The financial institution responsible for managing the world’s largest sovereign wealth fund has delivered a significant setback to Elon Musk’s highly publicized $1 trillion compensation proposal. Norges Bank Investment Management (NBIM), the arm of Norway’s central bank that supervises the nation’s $2 trillion sovereign wealth portfolio, announced on Tuesday that it had formally cast its vote against the Tesla chief executive’s proposed pay arrangement. This decision was made in advance of the electric vehicle maker’s annual shareholder meeting, scheduled to convene on Thursday.
In a detailed statement accompanying its vote, NBIM acknowledged the remarkable economic value produced under Musk’s stewardship—crediting his strategic leadership for propelling Tesla to global prominence and extraordinary market success. However, despite this recognition, the fund expressed substantial reservations concerning several critical aspects of the proposed plan. Chief among these issues were the overwhelming size of the compensation package itself, the potential share dilution that could adversely affect existing investors, and an absence of safeguards to reduce Tesla’s heavy dependence on Musk’s singular leadership—a phenomenon known in corporate governance as “key person risk.”

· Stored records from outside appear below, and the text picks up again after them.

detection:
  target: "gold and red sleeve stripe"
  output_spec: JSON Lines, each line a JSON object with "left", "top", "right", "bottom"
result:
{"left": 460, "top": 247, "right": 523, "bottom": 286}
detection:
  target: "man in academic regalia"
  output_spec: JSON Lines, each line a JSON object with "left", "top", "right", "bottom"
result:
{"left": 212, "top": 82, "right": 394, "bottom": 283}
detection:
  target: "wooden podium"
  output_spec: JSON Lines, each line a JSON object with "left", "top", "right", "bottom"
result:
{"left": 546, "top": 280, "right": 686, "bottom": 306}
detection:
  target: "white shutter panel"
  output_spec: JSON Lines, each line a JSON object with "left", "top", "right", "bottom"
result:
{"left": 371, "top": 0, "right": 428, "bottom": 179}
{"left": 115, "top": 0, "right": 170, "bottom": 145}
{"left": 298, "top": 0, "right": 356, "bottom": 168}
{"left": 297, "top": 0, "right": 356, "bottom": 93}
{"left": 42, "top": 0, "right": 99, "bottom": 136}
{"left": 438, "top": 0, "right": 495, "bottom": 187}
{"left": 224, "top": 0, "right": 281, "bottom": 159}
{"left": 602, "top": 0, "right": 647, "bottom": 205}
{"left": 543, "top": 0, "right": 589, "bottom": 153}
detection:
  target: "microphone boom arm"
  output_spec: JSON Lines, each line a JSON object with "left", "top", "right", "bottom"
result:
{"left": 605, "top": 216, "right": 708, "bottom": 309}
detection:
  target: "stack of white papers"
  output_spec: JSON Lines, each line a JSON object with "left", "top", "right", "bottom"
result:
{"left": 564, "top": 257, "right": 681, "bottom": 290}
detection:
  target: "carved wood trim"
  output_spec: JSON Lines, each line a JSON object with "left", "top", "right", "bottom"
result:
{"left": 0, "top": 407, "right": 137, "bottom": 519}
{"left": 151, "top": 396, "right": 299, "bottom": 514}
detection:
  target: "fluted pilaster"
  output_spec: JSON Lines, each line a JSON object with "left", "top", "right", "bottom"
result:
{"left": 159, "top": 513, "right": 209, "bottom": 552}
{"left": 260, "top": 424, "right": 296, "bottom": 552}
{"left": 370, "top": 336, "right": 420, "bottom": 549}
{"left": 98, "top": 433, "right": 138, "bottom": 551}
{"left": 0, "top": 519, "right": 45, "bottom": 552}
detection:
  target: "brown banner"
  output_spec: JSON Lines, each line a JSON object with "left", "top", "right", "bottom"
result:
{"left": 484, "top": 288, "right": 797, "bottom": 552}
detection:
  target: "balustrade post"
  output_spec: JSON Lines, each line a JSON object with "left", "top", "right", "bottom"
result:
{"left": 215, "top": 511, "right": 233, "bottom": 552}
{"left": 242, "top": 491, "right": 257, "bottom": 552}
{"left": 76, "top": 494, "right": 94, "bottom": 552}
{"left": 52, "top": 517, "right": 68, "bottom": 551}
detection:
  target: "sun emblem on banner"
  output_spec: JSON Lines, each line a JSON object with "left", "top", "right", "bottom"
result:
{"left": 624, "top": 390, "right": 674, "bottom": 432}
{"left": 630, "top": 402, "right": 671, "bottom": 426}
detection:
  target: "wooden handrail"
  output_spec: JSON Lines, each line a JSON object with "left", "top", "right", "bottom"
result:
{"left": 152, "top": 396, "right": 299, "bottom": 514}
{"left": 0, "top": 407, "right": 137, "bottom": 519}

It is worth noting that this position is consistent with the fund’s previous stance. As Tesla’s sixth-largest institutional shareholder, Norway’s sovereign fund had already voted against Musk’s similar compensation proposal during the 2024 deliberations. That earlier episode gained additional attention in January when leaked messages surfaced, revealing a frosty and somewhat personal text exchange between Musk and Norges Bank’s chief executive, Nicolai Tangen. In that exchange, the billionaire entrepreneur tersely reminded Tangen that “friends are as friends do,” underscoring the tension surrounding the issue.

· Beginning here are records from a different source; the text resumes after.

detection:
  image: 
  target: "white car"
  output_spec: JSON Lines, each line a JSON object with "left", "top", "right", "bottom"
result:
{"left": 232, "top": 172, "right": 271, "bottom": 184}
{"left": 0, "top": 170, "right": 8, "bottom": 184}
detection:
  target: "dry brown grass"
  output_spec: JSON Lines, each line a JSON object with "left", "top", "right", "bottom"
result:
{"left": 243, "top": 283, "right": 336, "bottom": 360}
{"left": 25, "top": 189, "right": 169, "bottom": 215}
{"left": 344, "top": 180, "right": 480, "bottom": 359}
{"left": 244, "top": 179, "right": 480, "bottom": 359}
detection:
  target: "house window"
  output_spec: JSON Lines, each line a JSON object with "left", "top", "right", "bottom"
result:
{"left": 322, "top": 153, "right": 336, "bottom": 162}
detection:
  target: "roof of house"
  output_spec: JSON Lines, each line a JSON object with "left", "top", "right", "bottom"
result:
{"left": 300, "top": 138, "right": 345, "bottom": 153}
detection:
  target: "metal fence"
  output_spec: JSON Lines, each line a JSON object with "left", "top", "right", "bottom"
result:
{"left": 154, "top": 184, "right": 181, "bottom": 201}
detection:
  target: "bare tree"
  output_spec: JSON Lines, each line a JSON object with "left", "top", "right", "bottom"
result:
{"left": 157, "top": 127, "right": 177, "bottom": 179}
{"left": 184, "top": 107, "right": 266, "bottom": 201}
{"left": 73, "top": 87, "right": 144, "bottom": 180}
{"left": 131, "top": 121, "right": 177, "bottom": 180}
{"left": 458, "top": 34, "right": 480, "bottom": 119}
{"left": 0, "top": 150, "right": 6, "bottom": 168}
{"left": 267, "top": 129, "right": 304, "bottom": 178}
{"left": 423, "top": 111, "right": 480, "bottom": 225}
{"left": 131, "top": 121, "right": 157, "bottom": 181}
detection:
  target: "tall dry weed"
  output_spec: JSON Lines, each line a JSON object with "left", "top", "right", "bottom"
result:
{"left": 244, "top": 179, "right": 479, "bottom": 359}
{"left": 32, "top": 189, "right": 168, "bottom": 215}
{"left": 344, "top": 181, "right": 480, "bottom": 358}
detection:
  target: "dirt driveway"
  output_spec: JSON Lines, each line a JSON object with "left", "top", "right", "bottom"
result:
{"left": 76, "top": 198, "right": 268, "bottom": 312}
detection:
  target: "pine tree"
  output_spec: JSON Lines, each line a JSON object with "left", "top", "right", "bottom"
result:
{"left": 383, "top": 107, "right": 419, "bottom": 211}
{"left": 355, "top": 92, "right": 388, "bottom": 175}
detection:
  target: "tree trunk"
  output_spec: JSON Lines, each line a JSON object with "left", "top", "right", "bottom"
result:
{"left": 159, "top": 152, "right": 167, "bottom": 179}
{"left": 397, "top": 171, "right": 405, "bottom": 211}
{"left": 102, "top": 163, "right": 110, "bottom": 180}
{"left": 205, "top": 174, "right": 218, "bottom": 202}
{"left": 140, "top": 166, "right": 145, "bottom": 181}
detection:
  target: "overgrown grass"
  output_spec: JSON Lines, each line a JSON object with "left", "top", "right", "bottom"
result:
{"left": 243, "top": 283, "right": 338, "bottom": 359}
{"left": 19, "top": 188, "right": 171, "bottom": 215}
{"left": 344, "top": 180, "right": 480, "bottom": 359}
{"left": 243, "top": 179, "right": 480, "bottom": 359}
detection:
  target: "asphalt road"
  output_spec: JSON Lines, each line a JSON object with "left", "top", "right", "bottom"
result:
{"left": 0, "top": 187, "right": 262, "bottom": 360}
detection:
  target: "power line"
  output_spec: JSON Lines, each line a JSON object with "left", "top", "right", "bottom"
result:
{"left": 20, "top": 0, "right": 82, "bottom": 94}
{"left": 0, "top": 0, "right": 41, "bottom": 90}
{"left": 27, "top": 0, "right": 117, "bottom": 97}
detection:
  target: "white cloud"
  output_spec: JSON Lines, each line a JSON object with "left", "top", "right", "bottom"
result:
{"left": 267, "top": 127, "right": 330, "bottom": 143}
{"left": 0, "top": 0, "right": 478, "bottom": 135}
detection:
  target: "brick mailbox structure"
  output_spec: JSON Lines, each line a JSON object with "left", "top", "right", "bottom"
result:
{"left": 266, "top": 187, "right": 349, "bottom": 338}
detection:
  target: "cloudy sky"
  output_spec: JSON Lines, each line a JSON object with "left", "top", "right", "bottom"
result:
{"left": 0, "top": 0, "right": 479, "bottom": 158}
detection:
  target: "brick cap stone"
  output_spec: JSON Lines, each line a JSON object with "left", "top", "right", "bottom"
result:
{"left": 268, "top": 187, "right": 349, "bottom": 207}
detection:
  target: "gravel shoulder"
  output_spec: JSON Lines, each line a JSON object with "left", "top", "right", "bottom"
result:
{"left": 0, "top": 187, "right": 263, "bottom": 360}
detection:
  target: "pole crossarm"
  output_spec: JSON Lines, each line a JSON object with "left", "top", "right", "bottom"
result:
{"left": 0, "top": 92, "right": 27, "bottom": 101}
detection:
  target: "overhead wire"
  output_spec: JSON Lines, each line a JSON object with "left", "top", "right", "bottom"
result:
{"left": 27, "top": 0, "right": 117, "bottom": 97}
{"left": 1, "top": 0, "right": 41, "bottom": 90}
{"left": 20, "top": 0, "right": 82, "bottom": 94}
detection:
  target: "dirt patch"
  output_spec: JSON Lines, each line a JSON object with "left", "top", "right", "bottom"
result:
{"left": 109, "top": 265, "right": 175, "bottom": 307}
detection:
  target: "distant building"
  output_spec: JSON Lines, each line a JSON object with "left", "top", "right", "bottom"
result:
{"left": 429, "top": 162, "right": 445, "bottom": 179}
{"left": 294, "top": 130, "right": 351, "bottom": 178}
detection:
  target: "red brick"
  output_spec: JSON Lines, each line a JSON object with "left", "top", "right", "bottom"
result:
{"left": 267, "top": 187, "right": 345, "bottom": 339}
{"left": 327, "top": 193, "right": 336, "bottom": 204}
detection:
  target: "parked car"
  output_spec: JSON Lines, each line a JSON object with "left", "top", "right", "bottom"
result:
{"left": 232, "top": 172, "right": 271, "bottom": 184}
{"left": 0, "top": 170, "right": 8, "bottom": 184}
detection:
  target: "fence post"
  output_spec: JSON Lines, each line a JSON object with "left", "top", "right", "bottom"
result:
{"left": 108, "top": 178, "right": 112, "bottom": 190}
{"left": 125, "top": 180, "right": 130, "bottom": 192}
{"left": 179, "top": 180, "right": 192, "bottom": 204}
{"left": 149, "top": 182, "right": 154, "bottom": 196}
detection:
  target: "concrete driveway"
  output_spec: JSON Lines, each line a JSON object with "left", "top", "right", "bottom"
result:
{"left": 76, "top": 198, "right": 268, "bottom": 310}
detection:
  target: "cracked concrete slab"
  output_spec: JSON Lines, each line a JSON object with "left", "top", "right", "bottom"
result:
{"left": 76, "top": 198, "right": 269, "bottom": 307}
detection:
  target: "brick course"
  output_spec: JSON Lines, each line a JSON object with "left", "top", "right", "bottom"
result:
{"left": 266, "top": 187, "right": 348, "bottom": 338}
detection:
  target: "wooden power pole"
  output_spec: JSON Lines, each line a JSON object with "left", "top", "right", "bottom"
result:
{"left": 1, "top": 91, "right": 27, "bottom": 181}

Norway’s sovereign wealth fund now becomes the largest institutional investor to publicly disclose the details of its vote on the controversial proposal—an act that emphasizes its commitment to transparency and responsible stewardship. Holding approximately a 1.2% ownership stake in Tesla, the fund’s opposition carries not only symbolic significance but also a degree of financial weight in the broader context of shareholder governance.
The decision comes amid growing controversy surrounding the Tesla CEO’s enormous incentive plan. A number of prominent investor groups, including the California Public Employees Retirement System (CalPERS) and the New York State Retirement Fund, have articulated their own objections, questioning whether such a vast compensation arrangement aligns with shareholders’ long-term interests. Their skepticism has been echoed by influential proxy advisory firms Glass Lewis and Institutional Shareholder Services (ISS), both of which have urged investors to vote against the plan. In response, Musk—never one to remain silent—criticized these firms in a recent earnings call, dismissing them with the incendiary label of “corporate terrorists.”
Nevertheless, the debate remains far from uniform. Several institutional players, such as Florida’s State Board of Administration and ARK Invest founder Cathie Wood, have offered their support for Musk’s proposed pay structure, citing his visionary leadership and Tesla’s unprecedented growth trajectory as justification. Meanwhile, Tesla’s two largest institutional stakeholders, Vanguard and BlackRock, have notably refrained from disclosing how they intend to vote, leaving open the possibility that their decisions could exert significant influence on the final outcome.
At the heart of the controversy lies Tesla’s 2025 CEO compensation framework, an ambitious scheme that could ultimately reward Musk with approximately $1 trillion worth of company shares if he achieves a sequence of exceptionally demanding performance targets over the next decade. These goals include elevating Tesla’s overall market capitalization to a staggering $8.5 trillion, achieving the sale of one million Optimus humanoid robots, and delivering annual earnings surpassing those reported by current technology giants such as Meta and Google. The plan also requires laying the groundwork for Musk’s eventual succession—an acknowledgment that even the company’s most dynamic leader must one day prepare for transition.
In essence, Norges Bank Investment Management’s opposition to Musk’s proposed compensation reflects a broader shift in the global investment community toward more rigorous oversight of corporate governance and executive remuneration. It highlights the increasingly complex balance between rewarding extraordinary innovation and protecting the collective interests of shareholders, employees, and future stakeholders alike.